# The Shearer's Cottage, Scotland - January 2018



## Brewtal (Feb 15, 2018)

Sorry I've been a bit quiet lately! Had my usual January road trip back home to Scotland planned, but it turns out my (once)beloved H is a fucking chav and a backstabbing cheating skank so had a lot of life bullshit to deal with. So as soon as I crossed the border into the motherland I decided not to go on an angry drunken rampage, but to do whatever and go wherever the fuck I wanted to. Because I could! So I have a mere 15 reports to share! 

I will start with this one before I get booted out of my flat. Nice one to LG for the tip! And thanks to Mikeymutt for confirming its name!

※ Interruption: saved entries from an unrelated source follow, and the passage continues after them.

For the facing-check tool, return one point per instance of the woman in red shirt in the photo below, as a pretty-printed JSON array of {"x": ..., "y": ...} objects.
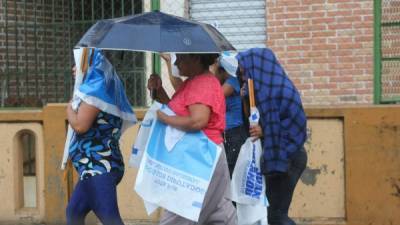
[{"x": 199, "y": 104}]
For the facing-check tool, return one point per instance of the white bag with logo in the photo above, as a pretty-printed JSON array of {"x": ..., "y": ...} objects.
[
  {"x": 248, "y": 183},
  {"x": 143, "y": 135}
]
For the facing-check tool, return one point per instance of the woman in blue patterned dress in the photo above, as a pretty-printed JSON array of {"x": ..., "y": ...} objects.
[{"x": 94, "y": 149}]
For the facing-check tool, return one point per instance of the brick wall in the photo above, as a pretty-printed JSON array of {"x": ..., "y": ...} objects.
[{"x": 326, "y": 47}]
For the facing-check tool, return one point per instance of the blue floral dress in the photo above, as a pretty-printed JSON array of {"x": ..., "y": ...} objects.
[{"x": 97, "y": 151}]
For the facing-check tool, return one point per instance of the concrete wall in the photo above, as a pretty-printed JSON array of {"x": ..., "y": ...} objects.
[{"x": 352, "y": 176}]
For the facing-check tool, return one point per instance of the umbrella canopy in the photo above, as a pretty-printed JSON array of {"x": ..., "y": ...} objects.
[{"x": 155, "y": 32}]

No history, just a lovely untouched cottage in the arse end of nowhere in a beautiful setting. Just the kind of me time I wanted, and I got plenty of that. Caught this one just before the sun started going down after visiting a few other places. Perfect end to a productive day.






































































Thanks for looking!


----------



## The_Derp_Lane (Feb 15, 2018)

That's my perfect kind of derp. Would love to visit this myself some day.


----------



## HughieD (Feb 15, 2018)

That's a cracker that one mate.


----------



## Mikeymutt (Feb 16, 2018)

Beautiful shots.was the axe still by the bed.that room is the highlight for me


----------



## Sam Haltin (Feb 16, 2018)

That's not a bad looking cottage. I rented a cottage similar to that one outside Perth when I was on holiday, although the one I rented was a bit tidier. This one could do with a renovation and could be used as a holiday let.


----------



## Richard Davies (Feb 16, 2018)

My parents had some wallpaper like the one in the bedroom.


----------



## smiler (Feb 16, 2018)

I'm not unsympathetic Brewtal but after a bit of a shit day, the intro to your report had me choking on me Chivas, great pics, the opening shot is a beaut, Many Thanks


----------



## Kenco007 (Feb 18, 2018)

Stunning find


----------



## Ha.zel (Feb 20, 2018)

Lovely set.  
that golden light really adds something special to it!


----------



## airfix1 (Feb 22, 2018)

no thank you for showing care


----------



## airfix1 (Feb 22, 2018)

a warm glow feel outside that could be brought inside.


----------



## airfix1 (Feb 22, 2018)

additional. gas bottles at the entrance show a lot of indications,


----------



## prettyvacant71 (Mar 22, 2018)

I've rented worst than that attic room Shit dude you really needed a break after all that crap thats been thrown at you, I know you have other stuff on your mind now too, hang in there mate, we got places to see


----------



## Dirus_Strictus (Mar 22, 2018)

airfix1 said:


> gas bottles at the entrance show a lot of indications,



Been there for years, even the white lettering has weathered off them now - somebody chucked them outside with the intent of collecting and claiming deposit. Obviously too much trouble in the end.


----------



## Malenis (Mar 22, 2018)

Great set of photos, hope you were not too contaminated by the bird poop.


----------